I have agreed a reasonable adjustment of two supporters during appointments but obviously this would not be possible if I had a proceedure under ga.
I appreciate that most people would find the procedure more acceptable with general anaesethic, but not me. I mentioned regional or conscious sedation but apparently they are not offered by my trust and would in any case need all the preop tests and admittance. Another attempt at an in office procedure is being attempted on Wednesday but is likely to fail. I have also been told that there is no guarnatee that an operating room proceedure would be any more successful. I struggled with the tvus which was aborted in the first instance due to a panic attack, but achieved in a second attempt on another day. I have been offered an mri but would not be able to tolerate it.
I have spoken with the MCMillan helpline this morning but just wondering what tips everyone has for overcoming extreme anxiety and forcing themeselves through the tests and interractions. I don't have any continuity of care, Wednesday I will be seing athird different consultant.My last consultation I was so paniced I shook the whole time and was unable to speak without stuttering and struggling for breath. I have arange of techniques, music, mindfulness, meditation, breathing etc for trying to ground myself but none are working.
Also has anyone any experience of a failed in office procedure but achieved a successful result on a second attempt without ga? Pain was not an issue on the first attempt, the abortion was solely due to the consultant not being able to establish a clear channel for the scope.
I know everyone finds the process difficult and anxiety inducing, so wondered if anyone has any tips that I haven't tried. Somehow I have to find a way to force myself through the processes but my neurodiversity and trauma are preventing me.
none of the usual react symbols seemed right given the topic!
Just a quick update.

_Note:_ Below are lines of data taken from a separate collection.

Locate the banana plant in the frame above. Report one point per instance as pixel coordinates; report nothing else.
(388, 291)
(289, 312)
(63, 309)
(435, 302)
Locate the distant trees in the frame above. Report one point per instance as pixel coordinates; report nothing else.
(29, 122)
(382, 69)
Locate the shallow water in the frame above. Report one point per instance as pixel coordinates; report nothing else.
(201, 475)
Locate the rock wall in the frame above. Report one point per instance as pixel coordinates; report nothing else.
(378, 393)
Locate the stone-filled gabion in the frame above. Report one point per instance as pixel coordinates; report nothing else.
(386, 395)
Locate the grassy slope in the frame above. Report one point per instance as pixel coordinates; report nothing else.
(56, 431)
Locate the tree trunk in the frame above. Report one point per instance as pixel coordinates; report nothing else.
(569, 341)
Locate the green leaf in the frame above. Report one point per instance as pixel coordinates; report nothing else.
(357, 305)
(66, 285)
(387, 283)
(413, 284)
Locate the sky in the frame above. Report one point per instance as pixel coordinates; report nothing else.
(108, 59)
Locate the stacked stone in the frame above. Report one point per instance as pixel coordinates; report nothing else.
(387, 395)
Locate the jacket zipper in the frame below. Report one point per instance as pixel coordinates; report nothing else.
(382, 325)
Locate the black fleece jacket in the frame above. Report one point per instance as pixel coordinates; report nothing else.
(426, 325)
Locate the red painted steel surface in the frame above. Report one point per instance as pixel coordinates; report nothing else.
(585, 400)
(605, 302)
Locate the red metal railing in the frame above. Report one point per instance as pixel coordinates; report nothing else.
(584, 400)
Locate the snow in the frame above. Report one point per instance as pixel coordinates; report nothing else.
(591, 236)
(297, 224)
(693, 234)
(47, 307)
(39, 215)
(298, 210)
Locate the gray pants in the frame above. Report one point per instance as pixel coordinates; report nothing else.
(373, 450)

Had a second attempt at an office procedure today and it was successful with no problems at all. Mild discomfort but no real pain, no difficulty advancing the hysteroscopy.Had gained entry to my uterus within a few minutes. Not quite sure that there was so much insistence I needed a general anaesethic despite me saying it would be too traumatic.
There were numerous problems with the equipment, the screen was faulty and had a dark line, a light failed, and the equipment used for removing a polyp was not working properly either. Consultant not sure he got all the polyp so wants to reschedule to have another look just in case, but said no urgency and will probably be at least 6 weeks.
4 weeks now to wait for biopsy results but told that all looked normal but no 100% guarantee until the results are in. Thank you everyone for your support.
What I have learned is to be absolutely honest about your difficulties and what you can't tolerate. Ask for help. Have an experienced clincian who is used to dealing with menopausal women makes a massive difference. The calibre of the staff is paramount, today's consultant and the nurse who supported me could not be faulted and that is not my usual experience.